RAVEN’s Eye: How Machine Learning Just Added Over 100 New Planets to the Cosmic Census
13 May 2026, Yanjiang
Machine learning sifts through TESS data to validate over 100 new exoplanets, refining the cosmic census.
Imagine trying to count every grain of sand on a beach, but someone handed you a sieve with holes of wildly uneven sizes. That, in essence, has been the challenge facing exoplanet hunters for the past decade. NASA’s TESS mission has been scanning the sky since 2018, capturing images of entire swaths of the heavens every 30 minutes. The data it produces is staggering — billions of measurements, each containing the faint whisper of a possible planet dimming its host star. But buried in that avalanche of numbers are false positives: eclipsing binary stars, instrumental glitches, and astrophysical imposters that mimic the signal of a transiting world.

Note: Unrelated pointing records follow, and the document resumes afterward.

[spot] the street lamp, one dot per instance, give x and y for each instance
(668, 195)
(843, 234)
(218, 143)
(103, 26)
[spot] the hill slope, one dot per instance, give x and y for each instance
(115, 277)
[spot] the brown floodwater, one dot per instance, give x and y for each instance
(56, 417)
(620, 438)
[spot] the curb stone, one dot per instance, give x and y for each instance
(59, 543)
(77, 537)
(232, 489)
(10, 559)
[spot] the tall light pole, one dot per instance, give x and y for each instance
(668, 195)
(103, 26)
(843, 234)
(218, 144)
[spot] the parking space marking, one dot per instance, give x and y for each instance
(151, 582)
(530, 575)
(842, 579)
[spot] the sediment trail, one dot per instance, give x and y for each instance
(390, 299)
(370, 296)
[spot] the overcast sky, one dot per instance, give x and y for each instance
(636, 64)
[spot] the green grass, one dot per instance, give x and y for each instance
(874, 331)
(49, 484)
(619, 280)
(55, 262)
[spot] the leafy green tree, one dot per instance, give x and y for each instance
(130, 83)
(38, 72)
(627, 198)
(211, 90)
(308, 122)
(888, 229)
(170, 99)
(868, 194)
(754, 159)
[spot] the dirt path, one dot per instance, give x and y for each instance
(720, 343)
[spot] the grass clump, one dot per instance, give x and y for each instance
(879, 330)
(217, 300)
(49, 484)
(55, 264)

Now, a team led by M. Lafarga and A. Osborn at the University of Warwick has built a better sieve. Their new pipeline, called RAVEN, combines traditional detection algorithms with machine learning to sort through over 2.2 million stars observed by TESS in its first four years of operation (sectors 1 to 55). The result, described in a preprint (arXiv:2603.22597), is a uniform catalog of over 2,000 vetted transiting planet candidates — including 118 newly validated planets, 31 of which were detected for the first time by RAVEN.

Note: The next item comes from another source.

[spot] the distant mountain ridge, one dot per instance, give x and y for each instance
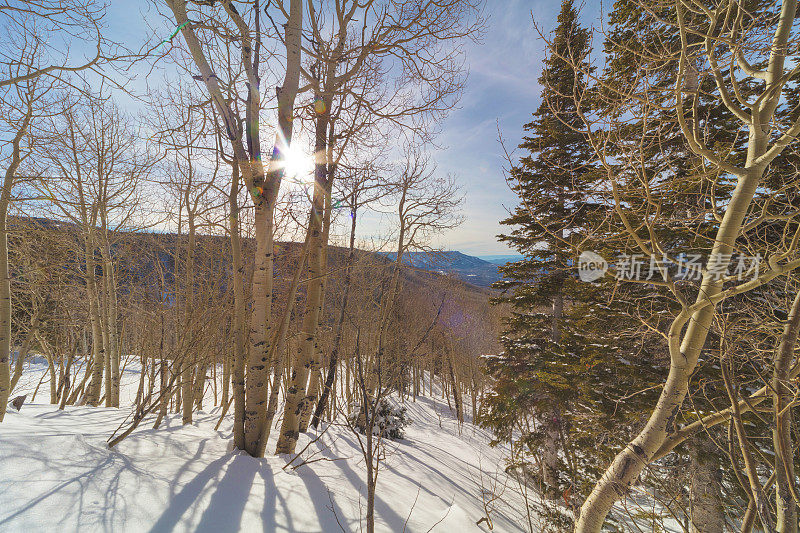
(468, 268)
(501, 259)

This is not just a bigger catalog. It is a cleaner one.
The Problem with Planet Hunting
To understand why RAVEN matters, you need to appreciate the messiness of the data it processes. TESS observes stars in Full Frame Images (FFIs) — essentially, wide-field photographs taken every 30 minutes (and, in later sectors, every 10 minutes). When a planet passes in front of its star, the star’s brightness dips by a tiny fraction — often less than 1%. The signal is real, but so are thousands of other things that cause similar dips: a binary star system where one star eclipses another, a starspot rotating into view, or even cosmic rays striking the detector.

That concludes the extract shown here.